En bref
- Bing Bong devait disparaître plus longtemps
- Richard Kind décrit une scène déchirante
- Pixar confirme sa science des larmes
La mort de Bing Bong dans Vice-Versa était déjà un petit traumatisme pour pas mal de spectateurs. Elle aurait pu être encore plus rude. C’est Richard Kind, la voix du personnage, qui explique que Pixar avait d’abord prévu une version plus longue, donc plus douloureuse, de cette scène-clé.
Une scène déjà dure, et pourtant raccourcie
Dans le film, Bing Bong, l’ami imaginaire de Riley, comprend qu’il empêche Joie de s’échapper du sombre dépotoir de souvenirs à bord de son wagon-fusée arc-en-ciel. Il se sacrifie, laisse Joie partir sauver Riley, puis disparaît peu à peu.

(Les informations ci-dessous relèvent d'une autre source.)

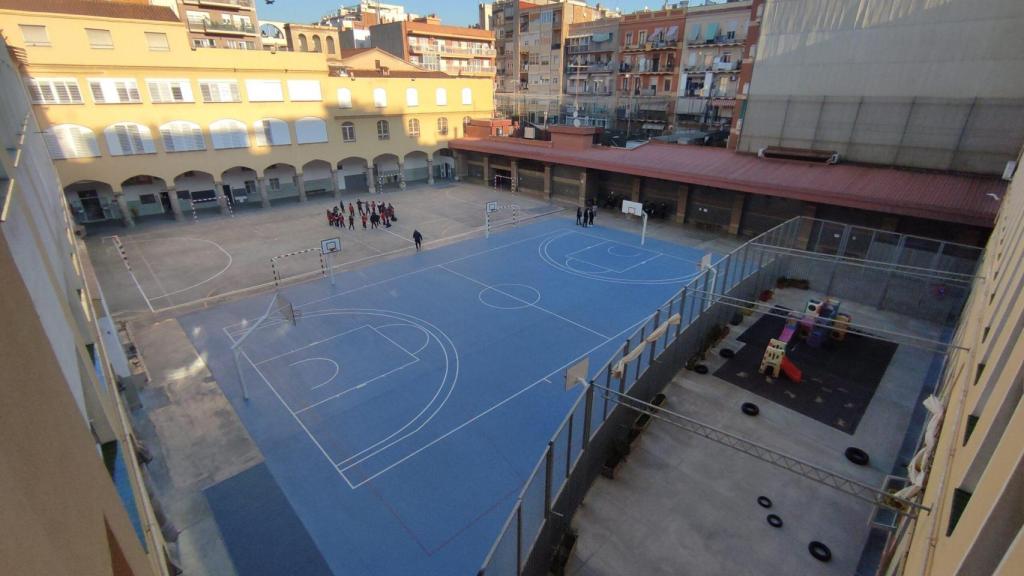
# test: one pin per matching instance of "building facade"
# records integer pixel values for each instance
(869, 81)
(650, 49)
(972, 459)
(137, 132)
(430, 45)
(591, 64)
(714, 51)
(221, 24)
(73, 493)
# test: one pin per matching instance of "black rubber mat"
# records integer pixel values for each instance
(839, 379)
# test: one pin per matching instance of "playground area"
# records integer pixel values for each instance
(400, 410)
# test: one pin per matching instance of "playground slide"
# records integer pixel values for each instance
(791, 370)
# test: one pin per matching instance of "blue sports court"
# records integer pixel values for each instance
(401, 413)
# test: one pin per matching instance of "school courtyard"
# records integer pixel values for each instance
(393, 412)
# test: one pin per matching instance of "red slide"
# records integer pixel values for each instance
(791, 370)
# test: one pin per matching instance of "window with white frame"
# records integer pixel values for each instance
(71, 140)
(128, 138)
(181, 136)
(115, 90)
(304, 91)
(347, 132)
(271, 131)
(264, 90)
(219, 90)
(310, 130)
(99, 39)
(344, 97)
(227, 134)
(168, 91)
(54, 90)
(157, 41)
(34, 35)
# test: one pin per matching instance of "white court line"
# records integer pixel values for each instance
(401, 347)
(411, 273)
(265, 360)
(495, 407)
(355, 387)
(297, 419)
(542, 309)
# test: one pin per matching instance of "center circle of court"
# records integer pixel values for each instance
(509, 296)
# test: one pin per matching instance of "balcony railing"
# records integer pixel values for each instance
(221, 28)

Le moment est déjà terrible tel quel. Mais selon Richard Kind, dans un entretien accordé à Entertainment Weekly, la version initiale était encore plus éprouvante. L’acteur raconte que la séquence était absolument déchirante et qu’elle devait durer 40 secondes à une minute de plus. Sur un passage pareil, c’est énorme. Vous ajoutez moins d’une minute, et la scène change complètement de poids.
Pourquoi Bing Bong a autant marqué
Si cette disparition reste si vive, ce n’est pas seulement parce qu’un personnage meurt. C’est la manière. Bing Bong ne tombe pas au combat, il s’efface comme un souvenir d’enfance qu’on ne retient plus. L’idée est simple, presque cruelle, et c’est sans doute pour ça qu’elle fonctionne aussi bien.
Et dans Vice-Versa, tout tourne justement autour de la mémoire, des émotions, de ce qui reste et de ce qui s’en va. Du coup, la fin de Bing Bong ne sert pas juste à faire pleurer. Elle dit quelque chose du film lui-même, avec une précision assez redoutable.
Pixar connaît très bien ce levier
Cette révélation compte aussi parce qu’elle colle parfaitement à la réputation de Pixar. Le studio sait depuis longtemps comment épuiser émotionnellement son public. L’ouverture de Là-haut ou la fin de Toy Story 3 le rappellent très bien.
Disney, de son côté, a aussi frappé juste à certains moments, avec Bambi ou Avengers: Endgame, même si la constance n’est pas la même. Bref, imaginer une version plus longue de la fin de Bing Bong, c’est entrevoir un Vice-Versa encore plus déchirant que celui qu’on a vu. Et franchement, le film n’avait déjà pas besoin de ça pour laisser une trace.
Vos questions, nos réponses
Pourquoi la scène de Bing Bong touche-t-elle autant ?
Elle renvoie à une expérience très universelle, l’oubli de l’enfance. Bing Bong n’est pas seulement un personnage attachant, il incarne ce que Riley perd en grandissant. C’est ce décalage entre un geste héroïque et une disparition presque silencieuse qui fait mal.
Qu’est-ce que Richard Kind a révélé exactement ?
L’acteur explique que la séquence devait être plus longue, d’environ 40 secondes à une minute. Dit autrement, Pixar avait envisagé d’étirer ce moment, donc de laisser davantage de temps au spectateur pour encaisser la disparition.
Est-ce que Pixar a l’habitude de construire ce type de scènes ?
Oui, c’est même une part très reconnaissable de son identité. Le studio utilise souvent des scènes simples en apparence, mais très précises dans leur exécution, pour provoquer une réaction forte sans surcharger le récit.
Pourquoi cette information est importante pour les fans de Vice-Versa ?
Parce qu’elle montre qu’une scène déjà culte a failli aller plus loin encore. Ça éclaire aussi la fabrication du film, en rappelant qu’une séquence aussi marquante tient parfois à quelques secondes coupées ou conservées au montage.